What do you mean by Accelerated Motion?

Physics plays a vital role in photography. When you start practicing photography and then, finding clients, customers might ask you to create a project milestone video. In order to create a fantastic project milestone video that impresses your customer, you need to learn certain concepts like what is accelerated motion, the benefits of accelerated motion, and the differences in acceleration motion videos and time-lapse.

What is Accelerated Motion?

In this article, we will briefly explain accelerated motion with an example on each stage. The topic seems hard to understand and has many sub-topics to catch, but keep in mind that nothing is hard if you acknowledge it correctly.

So let’s jump into our topic and demonstrate briefly.

Suppose you are in a car. When the driver accelerates the vehicle, suddenly, you are pushed back. While taking a sharp turn, you get pushed to the opposite side. And when he applies the brakes, suddenly you get forced ahead. Relatable right?

These all happen due to acceleration motion. I bet you all have experienced these examples while riding or traveling in vehicles.

In simple words, you get acceleration when there is a change in velocity or direction.

Now imagine an object moving in a straight direction at a constant speed of 40 kmph, and another object moving in a straight direction at a constant speed of 80 kmph. According to you, is there acceleration?

There is actually no involvement of accelerated motion in any of the cases. There is no change in velocity or direction here. Both the objects are moving in a straight direction and at a constant speed. Don’t get confused about high speed and acceleration. Both are different things.

As discussed earlier, if there is no change in velocity, there is no acceleration. Therefore, how fast the object is going isn’t important here.

Now let’s say a car is moving in a circular path at a constant speed. Is acceleration involved here? Yes, it is because the direction is changing.



What is Velocity?

Velocity, having both a magnitude and a direction, is a vector quantity. You must have read it in your physics book. Velocity is a combination of speed value and direction.

Have you heard about Supercars? Which can reach high speeds in a few seconds. For example, you have a supercar that reaches 100 km/hr in 5 seconds. The velocity is increasing here due to acceleration. This might be one of the simplest examples of acceleration.

The speed value and direction are equally important to define if there is acceleration or not. 


Accelerated Motion in Everyday Life 

There are various advantages of accelerated motion in real life. If we understand the benefits of accelerated motion, we can master various situations in life.

Let’s see some examples :

Newton's second law of motion formally states that the more the mass of an object, the more acceleration it has. And if there is a pushing or attracting force acting upon the object, then the acceleration will be greater.

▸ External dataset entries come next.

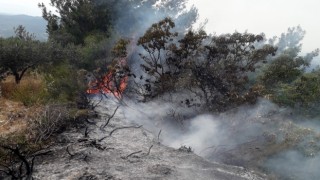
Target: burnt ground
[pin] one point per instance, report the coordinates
(126, 151)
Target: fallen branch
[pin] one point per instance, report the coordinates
(86, 132)
(148, 151)
(126, 127)
(132, 154)
(71, 155)
(159, 136)
(102, 127)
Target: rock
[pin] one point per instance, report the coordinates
(130, 153)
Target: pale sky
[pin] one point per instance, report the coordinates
(225, 16)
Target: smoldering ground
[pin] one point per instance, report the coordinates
(261, 136)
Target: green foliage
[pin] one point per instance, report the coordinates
(283, 69)
(215, 68)
(63, 83)
(76, 20)
(304, 92)
(21, 53)
(284, 77)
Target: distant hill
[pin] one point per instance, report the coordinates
(35, 25)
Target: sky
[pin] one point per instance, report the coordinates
(272, 17)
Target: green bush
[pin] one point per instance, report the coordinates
(303, 93)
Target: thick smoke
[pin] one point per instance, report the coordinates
(262, 136)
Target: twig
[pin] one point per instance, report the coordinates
(126, 127)
(132, 154)
(110, 118)
(69, 152)
(86, 132)
(101, 139)
(148, 151)
(159, 136)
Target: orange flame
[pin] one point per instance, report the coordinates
(109, 83)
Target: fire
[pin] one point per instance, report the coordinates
(114, 82)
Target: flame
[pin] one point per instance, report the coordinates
(111, 83)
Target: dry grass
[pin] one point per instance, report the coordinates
(31, 90)
(14, 116)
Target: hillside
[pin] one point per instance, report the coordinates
(35, 25)
(127, 153)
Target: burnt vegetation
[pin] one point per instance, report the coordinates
(108, 46)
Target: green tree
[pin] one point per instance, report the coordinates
(21, 53)
(288, 64)
(215, 68)
(76, 20)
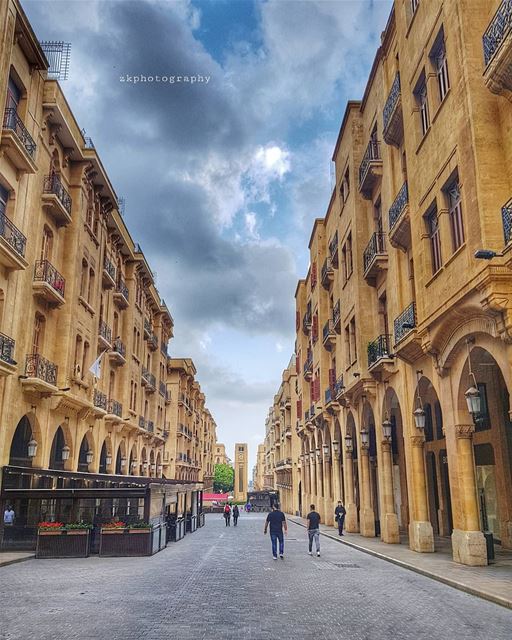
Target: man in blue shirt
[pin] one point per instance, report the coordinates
(277, 523)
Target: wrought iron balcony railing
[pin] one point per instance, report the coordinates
(7, 349)
(115, 408)
(38, 367)
(392, 100)
(105, 331)
(13, 122)
(498, 29)
(399, 204)
(122, 289)
(119, 347)
(100, 400)
(53, 184)
(372, 154)
(44, 271)
(405, 322)
(11, 234)
(506, 215)
(378, 349)
(376, 246)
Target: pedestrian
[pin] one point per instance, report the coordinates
(314, 530)
(339, 516)
(227, 515)
(9, 516)
(277, 523)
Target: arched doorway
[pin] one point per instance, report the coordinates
(492, 443)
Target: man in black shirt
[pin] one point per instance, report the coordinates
(314, 530)
(277, 522)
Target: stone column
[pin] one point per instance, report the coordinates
(421, 534)
(468, 545)
(389, 519)
(367, 515)
(351, 524)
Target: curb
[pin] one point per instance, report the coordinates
(15, 560)
(503, 602)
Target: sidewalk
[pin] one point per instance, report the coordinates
(493, 582)
(10, 557)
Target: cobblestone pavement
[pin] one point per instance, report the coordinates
(222, 583)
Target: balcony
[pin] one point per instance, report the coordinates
(308, 367)
(41, 374)
(370, 169)
(118, 354)
(7, 361)
(333, 250)
(336, 317)
(12, 245)
(399, 220)
(148, 380)
(17, 143)
(104, 335)
(100, 400)
(121, 294)
(327, 275)
(114, 411)
(407, 347)
(48, 283)
(393, 120)
(506, 215)
(497, 44)
(56, 200)
(109, 273)
(329, 335)
(147, 329)
(375, 258)
(379, 353)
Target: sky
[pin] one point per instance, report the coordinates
(222, 177)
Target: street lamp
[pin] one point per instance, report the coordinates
(32, 448)
(387, 429)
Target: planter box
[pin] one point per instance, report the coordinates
(63, 544)
(123, 542)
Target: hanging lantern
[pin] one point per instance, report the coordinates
(387, 429)
(32, 448)
(419, 418)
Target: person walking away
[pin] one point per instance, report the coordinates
(314, 530)
(339, 516)
(9, 516)
(227, 515)
(277, 523)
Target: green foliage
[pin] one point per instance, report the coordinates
(223, 481)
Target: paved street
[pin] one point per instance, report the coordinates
(222, 583)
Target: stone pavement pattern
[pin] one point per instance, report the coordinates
(222, 583)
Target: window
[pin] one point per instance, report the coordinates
(455, 208)
(438, 57)
(422, 101)
(432, 222)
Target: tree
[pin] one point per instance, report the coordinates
(224, 477)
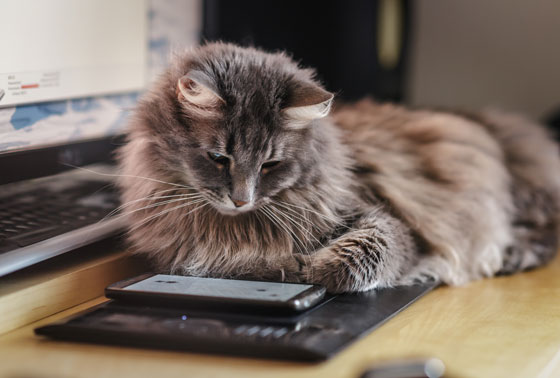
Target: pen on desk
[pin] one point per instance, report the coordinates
(410, 368)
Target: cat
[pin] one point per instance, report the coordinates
(236, 167)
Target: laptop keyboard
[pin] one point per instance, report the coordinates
(37, 215)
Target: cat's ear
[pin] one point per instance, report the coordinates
(306, 102)
(198, 94)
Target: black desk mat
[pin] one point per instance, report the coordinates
(315, 335)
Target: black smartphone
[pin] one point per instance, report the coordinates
(163, 289)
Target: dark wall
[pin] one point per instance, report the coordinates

For example, think about an apple falling from a tree. First, in its initial point, the velocity is zero, then while falling, it attains some speed, and the speed keeps increasing till it reaches its final point. But here, the apple doesn’t change its direction. It travels in a straight line to its final point. But the bigger the apple is, the more force (gravity) acts on it : this results in a bigger acceleration while falling.

You can also think of a sprinter or runner. At the initial point, its velocity is zero. When he starts running, he increases his speed; he also changes his direction many times according to the path he’s running on. The velocity is changing each time he changes direction, so we could observe many accelerations during his run.




Acceleration is defined as the rate of change of velocity. 

Acceleration is equal to a change in velocity divided by the time taken.

Suppose the velocity of an object changes from an initial value of Vi to the final value Vf in time ‘to, here considering the acceleration ‘a’, acceleration will be a = Vf - Vi / t.

You got the equation here; you must be familiar with these equations if you have some relationship with physics.

Here is an example,

Assume a body is at rest at an initial point, moving in a straight line, it acquires a speed of 20meters/second in 10 seconds and reaches its final point. Find acceleration of the body at point ‘y’

First, take a look at what’s given,

Initial velocity (Vi) = 0 meters / second [as the body is at rest]

Final velocity (Vf) = 20 meters / second

Time taken (t) = 10 seconds

So, using the formula,

a = Vf - Vi divided by t

a = 20 m/s - 0 m/s divided by 10 seconds

   = 20 m/s divided by 10 seconds

   = 10 m/s2.

The unit of acceleration will be m/s2.